Forecast: Next 30 Days and 90 Days
30 days:
Expect final agreements to be signed with at least three of the nine companies—likely IBM, GlobalFoundries, and Quantinuum, as the most mature. Due diligence for startups (Atom, Rigetti, PsiQuantum) may take longer. Also likely are initial critical statements from China: Beijing will announce increased funding for its own quantum programs by a comparable amount.
On the stock market, watch public companies: D-Wave (QBTS on NYSE) and Rigetti (RGTI on Nasdaq). Both received confirmation of government support, which could cause short-term price increases. But be cautious: letters of intent are not contracts, and the market may overestimate their significance.
90 days:
By the end of August 2026, first results will emerge: will actual construction of the IBM foundry begin? Will GlobalFoundries launch its first production line for quantum chips? If so, it's a sign that money is being put to work quickly.
The main indicator to watch is announcements of partnerships between funded companies.

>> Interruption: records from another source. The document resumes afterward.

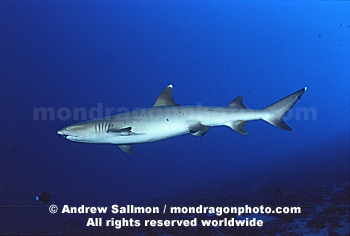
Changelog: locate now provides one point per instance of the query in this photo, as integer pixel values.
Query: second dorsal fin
(165, 98)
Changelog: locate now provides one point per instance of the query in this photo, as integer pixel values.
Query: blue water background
(71, 54)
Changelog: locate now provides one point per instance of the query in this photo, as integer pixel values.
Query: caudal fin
(275, 112)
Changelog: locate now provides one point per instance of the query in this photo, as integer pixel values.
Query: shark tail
(275, 112)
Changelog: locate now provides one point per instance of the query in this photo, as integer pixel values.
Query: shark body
(166, 119)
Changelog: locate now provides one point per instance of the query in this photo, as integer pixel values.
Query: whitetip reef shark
(166, 119)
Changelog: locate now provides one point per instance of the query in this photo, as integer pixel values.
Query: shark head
(78, 132)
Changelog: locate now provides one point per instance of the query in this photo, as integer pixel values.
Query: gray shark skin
(166, 119)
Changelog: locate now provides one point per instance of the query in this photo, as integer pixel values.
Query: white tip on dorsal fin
(237, 102)
(165, 98)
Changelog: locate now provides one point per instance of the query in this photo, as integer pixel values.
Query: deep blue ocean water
(63, 55)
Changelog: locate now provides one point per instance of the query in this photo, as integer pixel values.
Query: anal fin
(238, 126)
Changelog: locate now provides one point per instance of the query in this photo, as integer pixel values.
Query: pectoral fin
(199, 130)
(127, 148)
(122, 132)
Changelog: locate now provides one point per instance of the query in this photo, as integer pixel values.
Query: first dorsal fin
(165, 98)
(237, 102)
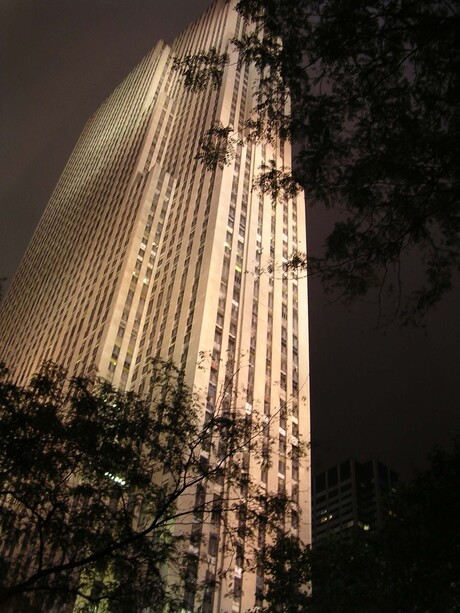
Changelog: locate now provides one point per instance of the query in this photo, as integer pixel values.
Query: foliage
(411, 565)
(369, 92)
(91, 486)
(287, 566)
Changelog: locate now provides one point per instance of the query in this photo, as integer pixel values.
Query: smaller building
(350, 495)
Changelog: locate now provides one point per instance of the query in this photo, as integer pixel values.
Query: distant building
(350, 495)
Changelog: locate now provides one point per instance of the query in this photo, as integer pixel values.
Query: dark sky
(386, 393)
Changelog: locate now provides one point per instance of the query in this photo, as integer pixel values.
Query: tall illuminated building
(142, 251)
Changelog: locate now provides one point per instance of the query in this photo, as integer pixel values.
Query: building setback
(143, 251)
(350, 495)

For example, PsiQuantum (photonic qubits) and GlobalFoundries (photonic chip manufacturing) is a logical pairing. Or Atom Computing (neutral atoms) and Infleqtion (also neutral atoms)—they are competitors but could join forces for scaling. If such collaborations are announced, it means the ecosystem is truly consolidating.
If not, companies will quietly work on their roadmaps, and the next big announcement will come only at the end of 2026, when IBM claims first 'quantum advantage' on Nighthawk and D-Wave launches its gate-based system. That's when we'll see if this $2 billion paid off.